0.40/0.83	fof(fact_0_n1pos, axiom, hBOOL(hAPP(int,bool,hAPP(int,fun(int,bool),ord_less(int),zero_zero(int)),hAPP(int,int,plus_plus(int,one_one(int)),hAPP(nat,int,semiring_1_of_nat(int),n)))), file('/export/starexec/sandbox/benchmark/theBenchmark.p', fact_0_n1pos)).
0.40/0.83	fof(fact_73_Pls__def, axiom, pls=zero_zero(int), file('/export/starexec/sandbox/benchmark/theBenchmark.p', fact_73_Pls__def)).
0.40/0.83	fof(fact_37_one__is__num__one, axiom, number_number_of(int,hAPP(int,int,bit1,pls))=one_one(int), file('/export/starexec/sandbox/benchmark/theBenchmark.p', fact_37_one__is__num__one)).
0.40/0.83	fof(tsy_c_hAPP_4_res, axiom, ![X4, X18, X19]:ti(X4,hAPP(X4,X4,X18,X19))=hAPP(X4,X4,X18,X19), file('/export/starexec/sandbox/benchmark/theBenchmark.p', tsy_c_hAPP_4_res)).

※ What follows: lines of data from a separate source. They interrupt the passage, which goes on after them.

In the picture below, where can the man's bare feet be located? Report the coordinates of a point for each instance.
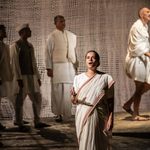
(139, 118)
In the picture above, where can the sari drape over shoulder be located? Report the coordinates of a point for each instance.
(94, 115)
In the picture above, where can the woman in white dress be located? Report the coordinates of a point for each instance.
(93, 93)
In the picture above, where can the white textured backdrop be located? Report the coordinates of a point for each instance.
(102, 25)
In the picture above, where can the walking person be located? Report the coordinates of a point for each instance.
(138, 62)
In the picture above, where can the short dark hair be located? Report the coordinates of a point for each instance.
(58, 17)
(97, 57)
(2, 27)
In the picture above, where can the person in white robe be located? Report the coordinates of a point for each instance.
(26, 77)
(93, 94)
(5, 70)
(137, 62)
(61, 65)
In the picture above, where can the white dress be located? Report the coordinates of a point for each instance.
(136, 63)
(93, 118)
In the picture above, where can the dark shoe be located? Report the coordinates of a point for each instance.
(1, 144)
(128, 110)
(24, 122)
(23, 128)
(2, 127)
(41, 125)
(59, 119)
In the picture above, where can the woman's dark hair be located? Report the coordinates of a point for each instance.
(58, 17)
(2, 27)
(97, 57)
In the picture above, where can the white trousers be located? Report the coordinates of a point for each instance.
(61, 101)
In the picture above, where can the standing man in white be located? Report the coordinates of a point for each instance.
(5, 70)
(138, 62)
(61, 65)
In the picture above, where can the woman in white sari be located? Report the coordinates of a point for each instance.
(93, 92)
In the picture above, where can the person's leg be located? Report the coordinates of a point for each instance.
(1, 126)
(36, 105)
(36, 99)
(141, 88)
(19, 107)
(135, 97)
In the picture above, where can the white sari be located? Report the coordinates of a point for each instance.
(94, 116)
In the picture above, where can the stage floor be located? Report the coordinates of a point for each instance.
(127, 135)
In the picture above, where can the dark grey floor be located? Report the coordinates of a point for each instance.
(127, 135)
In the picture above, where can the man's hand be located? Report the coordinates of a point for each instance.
(20, 83)
(39, 81)
(73, 96)
(50, 72)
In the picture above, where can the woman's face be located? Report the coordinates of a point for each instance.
(91, 61)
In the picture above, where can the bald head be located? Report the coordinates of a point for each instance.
(142, 11)
(144, 14)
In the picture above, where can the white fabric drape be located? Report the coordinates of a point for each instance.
(99, 24)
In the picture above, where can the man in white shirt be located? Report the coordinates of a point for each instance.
(26, 78)
(5, 69)
(61, 65)
(138, 62)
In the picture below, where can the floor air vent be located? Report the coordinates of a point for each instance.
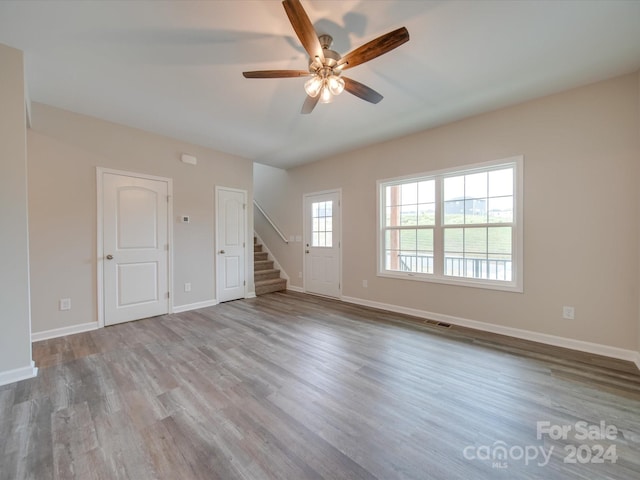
(437, 324)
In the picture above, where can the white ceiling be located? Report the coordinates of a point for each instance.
(175, 67)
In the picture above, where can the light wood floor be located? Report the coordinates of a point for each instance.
(290, 386)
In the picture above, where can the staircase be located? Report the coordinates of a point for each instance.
(267, 279)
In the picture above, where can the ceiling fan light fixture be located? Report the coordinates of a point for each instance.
(314, 85)
(336, 84)
(325, 95)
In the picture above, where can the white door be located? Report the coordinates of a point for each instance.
(230, 234)
(322, 243)
(135, 250)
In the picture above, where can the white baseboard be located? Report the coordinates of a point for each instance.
(18, 374)
(595, 348)
(61, 332)
(194, 306)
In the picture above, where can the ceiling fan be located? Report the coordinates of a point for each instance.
(326, 65)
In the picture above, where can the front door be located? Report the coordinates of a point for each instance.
(231, 243)
(135, 249)
(322, 243)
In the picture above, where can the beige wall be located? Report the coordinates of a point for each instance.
(64, 150)
(581, 212)
(15, 343)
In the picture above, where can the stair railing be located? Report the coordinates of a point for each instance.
(268, 218)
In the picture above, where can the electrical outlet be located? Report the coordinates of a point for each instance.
(568, 313)
(64, 304)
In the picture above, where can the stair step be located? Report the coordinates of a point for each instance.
(260, 256)
(266, 274)
(272, 285)
(262, 265)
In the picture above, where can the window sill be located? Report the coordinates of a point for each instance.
(455, 281)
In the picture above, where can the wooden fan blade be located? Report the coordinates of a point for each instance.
(276, 74)
(309, 104)
(374, 48)
(303, 28)
(362, 91)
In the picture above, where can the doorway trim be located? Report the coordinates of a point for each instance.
(305, 239)
(100, 171)
(247, 259)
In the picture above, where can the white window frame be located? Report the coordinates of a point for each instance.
(516, 283)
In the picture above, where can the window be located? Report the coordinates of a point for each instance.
(322, 224)
(461, 226)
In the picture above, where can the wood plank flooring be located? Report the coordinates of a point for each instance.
(291, 386)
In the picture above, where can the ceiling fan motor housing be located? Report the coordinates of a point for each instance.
(331, 57)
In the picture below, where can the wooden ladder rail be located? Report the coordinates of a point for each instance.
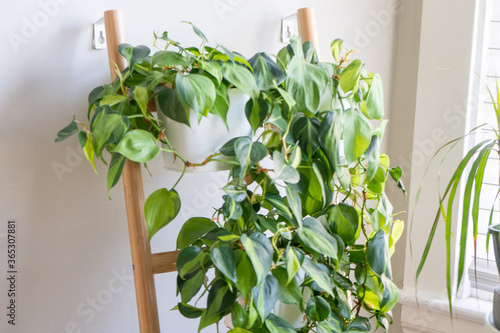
(144, 263)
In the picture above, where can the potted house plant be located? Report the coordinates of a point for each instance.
(471, 169)
(305, 220)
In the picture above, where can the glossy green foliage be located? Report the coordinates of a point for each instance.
(298, 213)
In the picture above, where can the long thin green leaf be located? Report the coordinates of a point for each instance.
(491, 219)
(476, 176)
(432, 232)
(453, 143)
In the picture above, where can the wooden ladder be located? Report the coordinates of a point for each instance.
(144, 263)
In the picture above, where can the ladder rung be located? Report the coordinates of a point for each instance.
(164, 262)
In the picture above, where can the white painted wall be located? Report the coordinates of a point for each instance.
(73, 253)
(441, 103)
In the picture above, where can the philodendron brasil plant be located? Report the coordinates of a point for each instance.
(305, 220)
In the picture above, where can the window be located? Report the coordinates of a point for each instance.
(483, 274)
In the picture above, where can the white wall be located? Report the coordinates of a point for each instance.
(73, 251)
(441, 102)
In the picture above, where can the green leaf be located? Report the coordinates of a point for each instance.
(190, 286)
(318, 308)
(357, 135)
(138, 145)
(169, 58)
(207, 320)
(140, 95)
(377, 253)
(359, 325)
(310, 54)
(197, 31)
(236, 189)
(276, 118)
(113, 100)
(245, 274)
(87, 145)
(248, 153)
(276, 324)
(375, 99)
(223, 259)
(171, 106)
(396, 174)
(295, 204)
(228, 148)
(345, 221)
(238, 330)
(239, 316)
(256, 112)
(265, 296)
(305, 132)
(318, 275)
(260, 251)
(289, 293)
(277, 202)
(372, 155)
(213, 68)
(284, 171)
(315, 236)
(193, 229)
(133, 54)
(330, 133)
(161, 207)
(115, 170)
(221, 104)
(294, 259)
(331, 325)
(349, 78)
(271, 139)
(382, 215)
(241, 77)
(189, 311)
(220, 298)
(189, 260)
(306, 84)
(336, 47)
(109, 129)
(231, 209)
(267, 73)
(390, 295)
(284, 57)
(67, 131)
(196, 91)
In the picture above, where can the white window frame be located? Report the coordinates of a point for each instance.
(482, 275)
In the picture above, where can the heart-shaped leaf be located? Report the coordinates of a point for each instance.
(161, 207)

0.40/0.83	fof(fact_184_power__eq__0__iff, axiom, ![X4]:((((mult_zero(X4)&no_zero_divisors(X4))&zero_neq_one(X4))&power(X4))=>![X27, X3]:(hAPP(nat,X4,power_power(X4,X27),X3)=zero_zero(X4)<=>(zero_zero(nat)!=X3&ti(X4,X27)=zero_zero(X4)))), file('/export/starexec/sandbox/benchmark/theBenchmark.p', fact_184_power__eq__0__iff)).
0.40/0.83	fof(tsy_c_Int_OPls_res, hypothesis, pls=ti(int,pls), file('/export/starexec/sandbox/benchmark/theBenchmark.p', tsy_c_Int_OPls_res)).

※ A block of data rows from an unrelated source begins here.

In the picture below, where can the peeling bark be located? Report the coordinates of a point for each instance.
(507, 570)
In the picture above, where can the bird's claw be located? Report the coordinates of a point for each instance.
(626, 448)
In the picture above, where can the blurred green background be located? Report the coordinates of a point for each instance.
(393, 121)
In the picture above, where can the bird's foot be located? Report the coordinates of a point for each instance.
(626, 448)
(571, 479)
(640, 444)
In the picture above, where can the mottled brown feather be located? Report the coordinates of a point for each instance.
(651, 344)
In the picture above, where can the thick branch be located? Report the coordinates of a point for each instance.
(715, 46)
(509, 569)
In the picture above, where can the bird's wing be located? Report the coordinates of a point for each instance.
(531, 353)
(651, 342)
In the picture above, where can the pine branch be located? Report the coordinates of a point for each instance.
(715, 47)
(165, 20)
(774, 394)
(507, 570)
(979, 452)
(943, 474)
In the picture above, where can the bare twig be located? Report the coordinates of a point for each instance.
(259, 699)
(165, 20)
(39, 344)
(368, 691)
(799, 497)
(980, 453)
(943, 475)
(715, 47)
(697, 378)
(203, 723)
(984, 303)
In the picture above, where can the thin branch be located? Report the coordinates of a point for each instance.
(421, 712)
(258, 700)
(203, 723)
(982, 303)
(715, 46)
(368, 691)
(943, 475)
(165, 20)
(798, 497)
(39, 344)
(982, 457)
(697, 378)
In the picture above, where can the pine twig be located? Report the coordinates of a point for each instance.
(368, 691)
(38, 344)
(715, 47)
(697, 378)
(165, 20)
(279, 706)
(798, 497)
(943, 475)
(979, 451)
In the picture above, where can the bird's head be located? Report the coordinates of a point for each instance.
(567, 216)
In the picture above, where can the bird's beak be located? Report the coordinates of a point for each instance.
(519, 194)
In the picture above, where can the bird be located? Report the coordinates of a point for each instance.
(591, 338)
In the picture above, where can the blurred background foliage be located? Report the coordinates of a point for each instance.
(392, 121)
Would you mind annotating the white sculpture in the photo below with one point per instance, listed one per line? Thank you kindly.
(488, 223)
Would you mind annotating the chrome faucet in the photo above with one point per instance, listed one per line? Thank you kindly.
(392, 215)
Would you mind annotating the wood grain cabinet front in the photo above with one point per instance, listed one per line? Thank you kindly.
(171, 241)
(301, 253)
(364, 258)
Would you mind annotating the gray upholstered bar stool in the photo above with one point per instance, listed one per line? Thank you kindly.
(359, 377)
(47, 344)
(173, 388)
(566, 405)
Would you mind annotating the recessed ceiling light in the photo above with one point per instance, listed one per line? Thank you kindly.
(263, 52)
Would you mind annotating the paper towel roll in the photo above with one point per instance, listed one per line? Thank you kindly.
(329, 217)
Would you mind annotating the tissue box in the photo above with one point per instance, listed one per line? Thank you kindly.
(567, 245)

0.40/0.83	fof(arity_Int_Oint___Orderings_Olinorder, axiom, linorder(int), file('/export/starexec/sandbox/benchmark/theBenchmark.p', arity_Int_Oint___Orderings_Olinorder)).
0.40/0.83	fof(arity_Int_Oint___Rings_Ozero__neq__one, axiom, zero_neq_one(int), file('/export/starexec/sandbox/benchmark/theBenchmark.p', arity_Int_Oint___Rings_Ozero__neq__one)).

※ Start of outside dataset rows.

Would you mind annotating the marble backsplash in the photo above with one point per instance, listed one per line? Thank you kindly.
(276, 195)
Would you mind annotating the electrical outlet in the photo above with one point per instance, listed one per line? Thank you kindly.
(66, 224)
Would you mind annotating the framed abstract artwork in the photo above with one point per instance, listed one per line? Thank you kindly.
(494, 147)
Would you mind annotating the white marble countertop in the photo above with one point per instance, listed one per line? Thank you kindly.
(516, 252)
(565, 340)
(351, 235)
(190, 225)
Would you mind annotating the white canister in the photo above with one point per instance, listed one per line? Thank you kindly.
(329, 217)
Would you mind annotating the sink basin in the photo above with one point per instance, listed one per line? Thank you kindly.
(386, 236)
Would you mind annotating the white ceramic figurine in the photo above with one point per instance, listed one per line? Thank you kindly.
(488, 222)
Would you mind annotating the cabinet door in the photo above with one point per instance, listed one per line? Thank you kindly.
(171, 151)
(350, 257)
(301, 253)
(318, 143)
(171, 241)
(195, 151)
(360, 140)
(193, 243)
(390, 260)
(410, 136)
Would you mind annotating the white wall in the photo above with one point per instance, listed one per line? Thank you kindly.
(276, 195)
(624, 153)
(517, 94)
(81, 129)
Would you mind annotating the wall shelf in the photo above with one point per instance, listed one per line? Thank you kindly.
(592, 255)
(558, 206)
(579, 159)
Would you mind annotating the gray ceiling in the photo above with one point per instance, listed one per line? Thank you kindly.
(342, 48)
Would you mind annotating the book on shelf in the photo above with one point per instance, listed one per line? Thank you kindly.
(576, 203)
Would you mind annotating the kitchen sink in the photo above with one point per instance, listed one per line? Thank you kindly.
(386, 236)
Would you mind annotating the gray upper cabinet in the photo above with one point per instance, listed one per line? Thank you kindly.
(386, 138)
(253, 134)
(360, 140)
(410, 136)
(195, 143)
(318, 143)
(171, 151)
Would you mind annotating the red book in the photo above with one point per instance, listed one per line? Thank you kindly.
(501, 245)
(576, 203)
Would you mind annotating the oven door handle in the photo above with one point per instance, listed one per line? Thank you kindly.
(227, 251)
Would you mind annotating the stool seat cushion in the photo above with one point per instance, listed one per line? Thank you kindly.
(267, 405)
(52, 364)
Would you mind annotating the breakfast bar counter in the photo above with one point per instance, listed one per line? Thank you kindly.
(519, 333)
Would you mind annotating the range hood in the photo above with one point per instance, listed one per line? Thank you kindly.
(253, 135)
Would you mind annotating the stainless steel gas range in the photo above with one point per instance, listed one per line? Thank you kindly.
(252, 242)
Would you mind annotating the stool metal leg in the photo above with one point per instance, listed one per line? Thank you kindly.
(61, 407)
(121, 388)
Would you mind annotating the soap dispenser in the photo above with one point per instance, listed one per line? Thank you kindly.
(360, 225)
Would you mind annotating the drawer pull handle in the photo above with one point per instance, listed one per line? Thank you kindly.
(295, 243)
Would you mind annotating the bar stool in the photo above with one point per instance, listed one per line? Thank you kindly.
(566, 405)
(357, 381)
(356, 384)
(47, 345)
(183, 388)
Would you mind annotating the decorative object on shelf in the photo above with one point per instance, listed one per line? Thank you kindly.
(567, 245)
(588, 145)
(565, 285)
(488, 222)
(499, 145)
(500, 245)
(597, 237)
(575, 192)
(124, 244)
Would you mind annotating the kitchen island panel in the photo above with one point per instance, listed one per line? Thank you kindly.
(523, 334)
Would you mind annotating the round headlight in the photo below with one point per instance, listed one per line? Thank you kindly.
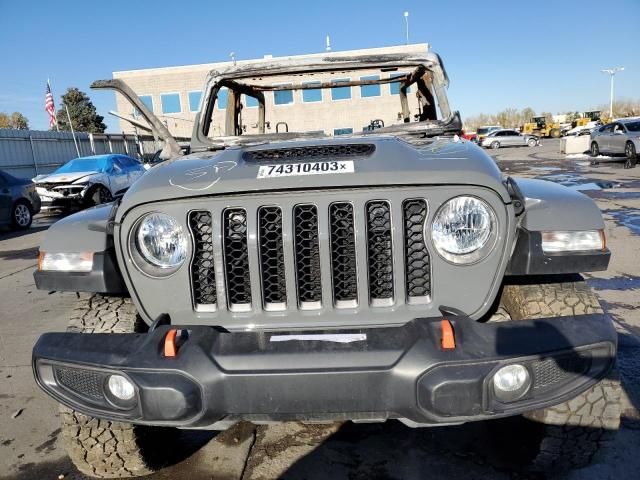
(161, 241)
(464, 229)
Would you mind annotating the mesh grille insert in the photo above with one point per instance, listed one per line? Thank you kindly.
(236, 258)
(84, 382)
(418, 262)
(307, 250)
(379, 251)
(311, 151)
(274, 289)
(552, 371)
(343, 254)
(202, 269)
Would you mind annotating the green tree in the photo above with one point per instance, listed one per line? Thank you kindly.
(84, 116)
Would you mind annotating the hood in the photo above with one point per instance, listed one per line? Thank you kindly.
(390, 160)
(63, 177)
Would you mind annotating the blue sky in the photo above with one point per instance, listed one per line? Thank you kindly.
(546, 55)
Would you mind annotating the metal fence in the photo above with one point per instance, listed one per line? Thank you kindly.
(27, 153)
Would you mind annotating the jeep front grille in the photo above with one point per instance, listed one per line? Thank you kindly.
(343, 255)
(308, 256)
(236, 259)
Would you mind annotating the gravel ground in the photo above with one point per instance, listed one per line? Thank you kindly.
(30, 447)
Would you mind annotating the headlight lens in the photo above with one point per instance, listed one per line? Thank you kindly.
(161, 241)
(464, 229)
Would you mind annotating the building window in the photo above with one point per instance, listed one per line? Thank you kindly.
(283, 97)
(312, 95)
(251, 102)
(394, 88)
(222, 98)
(370, 90)
(170, 102)
(340, 93)
(194, 101)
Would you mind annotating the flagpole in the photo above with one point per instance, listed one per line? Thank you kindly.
(54, 104)
(72, 132)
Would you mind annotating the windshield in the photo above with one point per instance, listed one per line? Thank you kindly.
(633, 126)
(87, 164)
(332, 103)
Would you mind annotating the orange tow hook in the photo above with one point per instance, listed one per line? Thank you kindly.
(448, 341)
(170, 345)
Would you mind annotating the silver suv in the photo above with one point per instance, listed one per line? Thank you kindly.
(621, 137)
(509, 138)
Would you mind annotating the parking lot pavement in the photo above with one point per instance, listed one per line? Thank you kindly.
(30, 443)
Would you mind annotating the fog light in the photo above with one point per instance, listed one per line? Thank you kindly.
(511, 382)
(121, 388)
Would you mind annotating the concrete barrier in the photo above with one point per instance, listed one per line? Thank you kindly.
(572, 145)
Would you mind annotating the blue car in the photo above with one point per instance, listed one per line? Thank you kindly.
(19, 201)
(88, 181)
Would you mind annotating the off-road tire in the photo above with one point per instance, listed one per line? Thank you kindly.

0.40/0.83	fof(arity_Int_Oint___Rings_Ono__zero__divisors, axiom, no_zero_divisors(int), file('/export/starexec/sandbox/benchmark/theBenchmark.p', arity_Int_Oint___Rings_Ono__zero__divisors)).
0.40/0.83	fof(arity_Int_Oint___Rings_Omult__zero, axiom, mult_zero(int), file('/export/starexec/sandbox/benchmark/theBenchmark.p', arity_Int_Oint___Rings_Omult__zero)).
0.40/0.83	fof(arity_Int_Oint___Power_Opower, axiom, power(int), file('/export/starexec/sandbox/benchmark/theBenchmark.p', arity_Int_Oint___Power_Opower)).
0.40/0.83	fof(c_0_14, plain, ![X4]:(linorder(X4)=>![X15, X14]:(~hBOOL(hAPP(X4,bool,hAPP(X4,fun(X4,bool),ord_less(X4),X15),X14))<=>(ti(X4,X15)=ti(X4,X14)|hBOOL(hAPP(X4,bool,hAPP(X4,fun(X4,bool),ord_less(X4),X14),X15))))), inference(fof_simplification,[status(thm)],[fact_421_not__less__iff__gr__or__eq])).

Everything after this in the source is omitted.